You stand there, hunched in the palm of fear's commanding hand, it's prickling fingers curling with deadly intent around you – you are petrified, and all of a sudden the walls are swallowing the room you stand in, swelling and shrinking, and you're beginning to think you've overstayed your 'visit'. The unearthly body outside has since moved past the gate. Panic spikes to an all time high – the sensation from before, the strong guiding hand that directed your gaze to the oncoming threat returns – you just barely feel its cool breath on your neck, as it shoves you forward in a scrambling, frantic motion, sinking its disembodied form to move in sync with your own. The oppressive heat of the house, its smoke, its wailing floorboards and keening doors all vanish with each racing step you take – you're moving down the hall, and distantly you hear the screaming whinge of the front door slamming open, and the deafening thud as it hits the wall. Your breath and legs stutter, if only for a moment, when moonlight steps through on dainty feet, casting pale limbs in its wake as it is split down the middle by the shadow of a distorted figure – the face is a blur, and you don't bother waiting for clarity to grace you with its presence – although the air hangs like a heavy arm around your shoulders, unwelcoming and stifling, you tear through its soggy heat to the backdoor, cutting the distance with your legs, feet skidding as you narrowly avoid slamming into the rotten, damp wooden surface – the yelling chasing your ears and the vibration of feet thudding along injured floorboards all fades into white noise, and as you wrench the door open, your heart lodges in your throat as every inch of the house seems to beg you to run – the paintings along the hall rattle and shake like an alarm bell, and every nook and cranny of this feeble excuse for a home screams _run, run, run! Don't come back, don't ever come back, don't ever, ever, ever!_ – and quite suddenly, simply, it's gone.

Your feet sweep you through a garden more suited to the title of a graveyard, heels snapping and crushing the corpses and mangled bodies of weeds and flowers – you barely register an aggravated voice slowing and stumbling to a wheezy halt someways behind you.
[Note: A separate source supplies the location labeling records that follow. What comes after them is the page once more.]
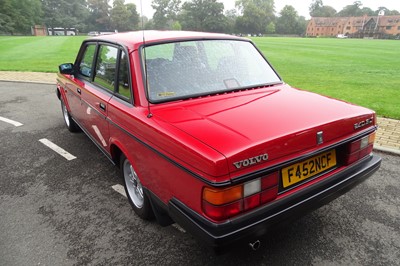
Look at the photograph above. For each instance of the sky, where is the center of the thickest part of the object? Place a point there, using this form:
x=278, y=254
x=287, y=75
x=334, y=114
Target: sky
x=301, y=6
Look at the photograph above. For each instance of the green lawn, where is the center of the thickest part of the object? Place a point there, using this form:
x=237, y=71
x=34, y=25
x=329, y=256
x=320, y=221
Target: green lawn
x=365, y=72
x=38, y=54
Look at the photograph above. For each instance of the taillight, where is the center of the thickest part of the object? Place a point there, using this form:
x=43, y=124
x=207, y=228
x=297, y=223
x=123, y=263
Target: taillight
x=358, y=149
x=221, y=204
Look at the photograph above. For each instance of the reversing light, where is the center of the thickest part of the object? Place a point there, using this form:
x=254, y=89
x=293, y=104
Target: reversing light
x=221, y=204
x=360, y=148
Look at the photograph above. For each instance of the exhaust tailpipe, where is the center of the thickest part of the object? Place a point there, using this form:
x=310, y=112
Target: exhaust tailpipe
x=255, y=245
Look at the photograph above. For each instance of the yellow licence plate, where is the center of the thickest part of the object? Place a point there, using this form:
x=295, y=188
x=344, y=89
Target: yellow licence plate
x=298, y=172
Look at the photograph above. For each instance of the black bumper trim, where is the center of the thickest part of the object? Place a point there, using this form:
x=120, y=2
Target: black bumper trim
x=257, y=223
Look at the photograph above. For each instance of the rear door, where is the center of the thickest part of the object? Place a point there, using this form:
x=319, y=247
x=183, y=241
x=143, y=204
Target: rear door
x=98, y=93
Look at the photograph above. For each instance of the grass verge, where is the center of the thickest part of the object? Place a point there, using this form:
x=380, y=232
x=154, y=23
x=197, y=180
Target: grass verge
x=364, y=72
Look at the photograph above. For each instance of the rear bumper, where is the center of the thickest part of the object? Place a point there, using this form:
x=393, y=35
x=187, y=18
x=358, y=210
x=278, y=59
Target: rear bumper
x=257, y=223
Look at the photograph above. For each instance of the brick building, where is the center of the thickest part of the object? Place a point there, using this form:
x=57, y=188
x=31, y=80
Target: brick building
x=376, y=27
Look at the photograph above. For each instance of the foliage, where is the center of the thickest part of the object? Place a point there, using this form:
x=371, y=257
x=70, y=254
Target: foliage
x=256, y=15
x=351, y=69
x=203, y=15
x=355, y=70
x=249, y=16
x=17, y=16
x=124, y=17
x=289, y=22
x=166, y=12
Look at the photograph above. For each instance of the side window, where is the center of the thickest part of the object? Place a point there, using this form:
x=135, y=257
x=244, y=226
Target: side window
x=123, y=77
x=85, y=66
x=106, y=67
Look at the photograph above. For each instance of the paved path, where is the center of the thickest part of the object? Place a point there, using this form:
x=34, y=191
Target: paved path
x=387, y=138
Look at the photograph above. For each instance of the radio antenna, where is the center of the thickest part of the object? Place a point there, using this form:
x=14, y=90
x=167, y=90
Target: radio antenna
x=149, y=115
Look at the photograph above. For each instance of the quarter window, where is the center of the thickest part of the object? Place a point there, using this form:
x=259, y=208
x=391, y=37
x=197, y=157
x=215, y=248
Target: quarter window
x=123, y=77
x=106, y=67
x=85, y=67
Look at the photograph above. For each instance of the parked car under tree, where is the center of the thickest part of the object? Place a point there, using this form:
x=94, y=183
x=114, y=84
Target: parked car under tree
x=207, y=134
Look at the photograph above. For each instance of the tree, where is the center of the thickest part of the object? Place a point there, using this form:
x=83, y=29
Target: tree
x=230, y=16
x=166, y=12
x=317, y=9
x=65, y=13
x=289, y=21
x=256, y=15
x=99, y=18
x=271, y=28
x=119, y=16
x=8, y=14
x=133, y=16
x=17, y=16
x=203, y=15
x=176, y=26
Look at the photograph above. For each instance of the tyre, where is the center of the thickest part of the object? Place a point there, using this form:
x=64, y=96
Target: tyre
x=69, y=122
x=134, y=190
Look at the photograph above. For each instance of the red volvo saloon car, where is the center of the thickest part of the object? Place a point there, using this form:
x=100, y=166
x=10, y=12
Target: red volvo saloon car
x=206, y=134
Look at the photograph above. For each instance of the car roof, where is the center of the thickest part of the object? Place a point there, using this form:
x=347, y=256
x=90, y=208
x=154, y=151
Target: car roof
x=134, y=39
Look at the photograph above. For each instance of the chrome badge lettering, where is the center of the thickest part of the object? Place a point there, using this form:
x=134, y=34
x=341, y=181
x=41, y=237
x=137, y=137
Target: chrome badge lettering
x=363, y=123
x=251, y=161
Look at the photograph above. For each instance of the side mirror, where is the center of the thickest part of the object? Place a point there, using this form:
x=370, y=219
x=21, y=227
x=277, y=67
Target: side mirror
x=67, y=68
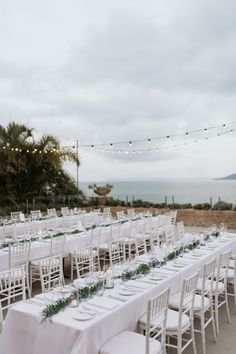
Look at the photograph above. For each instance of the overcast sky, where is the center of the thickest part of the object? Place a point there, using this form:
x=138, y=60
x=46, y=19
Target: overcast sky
x=103, y=71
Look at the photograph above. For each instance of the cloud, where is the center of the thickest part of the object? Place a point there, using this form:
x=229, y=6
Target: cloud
x=108, y=72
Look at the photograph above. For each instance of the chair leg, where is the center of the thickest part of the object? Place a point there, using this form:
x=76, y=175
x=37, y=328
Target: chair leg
x=213, y=324
x=216, y=314
x=234, y=285
x=203, y=333
x=192, y=335
x=227, y=306
x=179, y=344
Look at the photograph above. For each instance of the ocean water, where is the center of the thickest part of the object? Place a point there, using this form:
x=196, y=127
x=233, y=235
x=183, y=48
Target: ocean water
x=183, y=191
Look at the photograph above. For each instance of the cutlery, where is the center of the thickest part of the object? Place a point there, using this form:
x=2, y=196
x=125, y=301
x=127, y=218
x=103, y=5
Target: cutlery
x=117, y=298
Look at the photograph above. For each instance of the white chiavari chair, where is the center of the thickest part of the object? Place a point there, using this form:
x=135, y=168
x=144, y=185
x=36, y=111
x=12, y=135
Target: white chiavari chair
x=1, y=318
x=57, y=244
x=120, y=215
x=180, y=230
x=52, y=213
x=65, y=211
x=231, y=279
x=36, y=214
x=220, y=293
x=180, y=324
x=51, y=272
x=19, y=254
x=12, y=286
x=169, y=232
x=153, y=342
x=83, y=261
x=131, y=214
x=203, y=302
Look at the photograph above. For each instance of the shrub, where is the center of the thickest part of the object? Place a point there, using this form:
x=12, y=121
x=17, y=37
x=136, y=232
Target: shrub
x=202, y=206
x=222, y=206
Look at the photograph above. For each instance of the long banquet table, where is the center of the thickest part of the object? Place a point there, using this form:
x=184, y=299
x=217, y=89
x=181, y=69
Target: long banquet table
x=73, y=242
x=25, y=333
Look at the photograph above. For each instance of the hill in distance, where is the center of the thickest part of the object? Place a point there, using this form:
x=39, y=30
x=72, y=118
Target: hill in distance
x=230, y=177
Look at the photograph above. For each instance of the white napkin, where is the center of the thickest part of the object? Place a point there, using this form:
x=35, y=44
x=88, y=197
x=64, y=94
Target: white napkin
x=104, y=302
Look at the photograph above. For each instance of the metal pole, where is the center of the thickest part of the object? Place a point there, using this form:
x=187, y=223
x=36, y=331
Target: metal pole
x=77, y=167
Vaulting over a fence, you find yourself on a steep decline, tripping and slipping your way down muddy terrain, before the world is shrouded in fuzzy shades of green and living, breathing towers of trees. Time is swallowed by adrenalin and your conscious thought disappears into your bones and burning muscles – your perception is narrowed to the comforting thud of solid, earthy ground – and then, a moment later you find yourself in a clearing. You stand there, lungs gulping each mouthful of oxygen as though every erratic inhale will be its last. You sway, feeling the whiplash of such a physical exertion bring you to your knees. Gazing at the soil beneath you, eyes heavily lidded with exhaustion, you breathe a deep rooted sigh that wells up and slumps out your lips, that drips down your chin and dries away into nothingness.

Your hand is still clutched around the VHS tape, clinging so tight it may as well be a part of you. A stream trickles nearby, bubbling and frothing with gentle persistence. The moon's light reaches down with gentle hands, porcelain fingers and palms cut into dappled outlines by the trembling of leaves above. The earth is cool and welcoming, so forgiving in its nature that you find yourself resting upon its lap, its damp, firm body encompassing you in a consoling embrace. The house over the hill has stilled, and rests as nothing but a dark smear on the horizon.